La Iglesia Católica admite los cuatro evangelios canónicos, pero existen más evangelios, los llamados apócrifos (ocultos), desestimados por la iglesia católica por considerar que no estaban escritos bajo influencia divina. Los evangelios apócrifos son, pues, escritos relacionados con la vida o enseñanzas de Jesús compuestos durante los primeros siglos del cristianismo, pero que no fueron admitidos dentro del canon. Algunos son muy antiguos, otros son más tardíos; unos fueron escritos para comunidades judeocristianas, otros fueron reelaborados o compuestos por grupos gnósticos. Algunos de ellos fueron muy populares y se tradujeron a diversas lenguas.

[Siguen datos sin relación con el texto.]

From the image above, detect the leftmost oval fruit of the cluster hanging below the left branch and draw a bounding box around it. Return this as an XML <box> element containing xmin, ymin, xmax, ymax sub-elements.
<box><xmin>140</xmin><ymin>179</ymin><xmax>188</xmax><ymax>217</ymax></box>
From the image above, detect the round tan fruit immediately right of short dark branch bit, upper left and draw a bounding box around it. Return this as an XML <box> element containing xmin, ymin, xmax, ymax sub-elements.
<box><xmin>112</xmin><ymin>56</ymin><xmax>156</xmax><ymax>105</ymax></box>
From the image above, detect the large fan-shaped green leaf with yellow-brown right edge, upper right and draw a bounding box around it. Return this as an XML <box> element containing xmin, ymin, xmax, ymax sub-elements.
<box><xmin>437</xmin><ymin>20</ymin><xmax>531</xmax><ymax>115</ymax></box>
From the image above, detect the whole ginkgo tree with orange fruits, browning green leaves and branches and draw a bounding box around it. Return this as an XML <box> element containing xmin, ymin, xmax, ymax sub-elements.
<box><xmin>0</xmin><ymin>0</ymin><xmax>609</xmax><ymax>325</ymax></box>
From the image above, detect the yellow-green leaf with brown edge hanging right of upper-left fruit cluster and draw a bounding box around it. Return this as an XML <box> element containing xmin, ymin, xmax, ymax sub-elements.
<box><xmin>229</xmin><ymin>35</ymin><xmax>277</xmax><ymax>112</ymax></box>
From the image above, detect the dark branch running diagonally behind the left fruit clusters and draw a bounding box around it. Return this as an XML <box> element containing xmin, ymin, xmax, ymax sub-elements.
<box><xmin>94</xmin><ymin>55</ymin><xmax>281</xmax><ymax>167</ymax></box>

Los evangelios apócrifos son, en la mayoría de los casos, más tardíos que los evangelios canónicos, a los que intentan completar. Esto significa que son poco útiles para recuperar recuerdos históricos sobre Jesús. Sin embargo, algunos de ellos son interesantes para el estudio de los dichos de Jesús, y para conocer cómo pensaban y vivían algunos grupos cristianos de los primeros siglos.

En el Evangelio de Tomás la mayor parte de las parábolas aparecen sin interpretación, lo cual confirma la hipótesis de que las interpretaciones que encontramos en los evangelios canónicos de las parábolas de Jesús son obra de la iglesia.

Un hecho determinante es que en los apócrifos se ensalza la figura de María, la madre de Jesús, probablemente sin los evangelios apócrifos la devoción mariana sería poco menos que incomprensible, si solo tomamos como referencia los canónicos.

No fue hasta el siglo VI que la ya oficializada Iglesia de Roma, mediante el llamado Decretum Gelasianum, rechazó los Apócrifos como inauténticos. Pero ni siquiera esta medida, hizo desaparecer los textos. Aquellos que se oponían abiertamente a la doctrina de la Iglesia –caso que ilustran los llamados Evangelios Gnósticos– fueron buscados entonces con especial ahínco para garantizar su destrucción, de la cual parecen haberse salvado algunos por obra de una comunidad de monjes asentada en el desierto egipcio. El descubrimiento de los textos de Nag Hammadi nos ha hecho tomar conciencia de los graves desafíos doctrinales que hubo entre las comunidades cristianas.